Worton is an unincorporated community and census-designated place (CDP) in Kent County, Maryland, United States. As of the 2010 census it had a population of 249.

The Christ Church, Graveyard and Sexton's House complex was listed on the National Register of Historic Places in 1980.

==Geography==
Worton is located along Maryland Route 297 at the crossing of the Maryland and Delaware Railroad, 4 mi north of Chestertown, the Kent county seat. It is bordered to the north by Butlertown.

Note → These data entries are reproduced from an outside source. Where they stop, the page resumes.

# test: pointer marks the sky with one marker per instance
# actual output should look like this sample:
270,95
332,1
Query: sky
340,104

According to the U.S. Census Bureau, the Worton CDP has an area of 2.4 sqkm, of which 0.06 sqkm, or 2.48%, is water.

==Demographics==

Historical population
| Census | Pop. | Note | %± |
| 2020 | 214 |  | — |
U.S. Decennial Census

==Education==
It is in the Kent County Public Schools. Kent County Middle School is in Chestertown, and Kent County High School is in an unincorporated area, in the Butlertown census-designated place with a Worton postal address.

Worton Elementary School was formerly in the Butlertown CDP, with a Worton postal address. In 2017 the school board voted to close Worton Elementary School, with four members favoring and one against.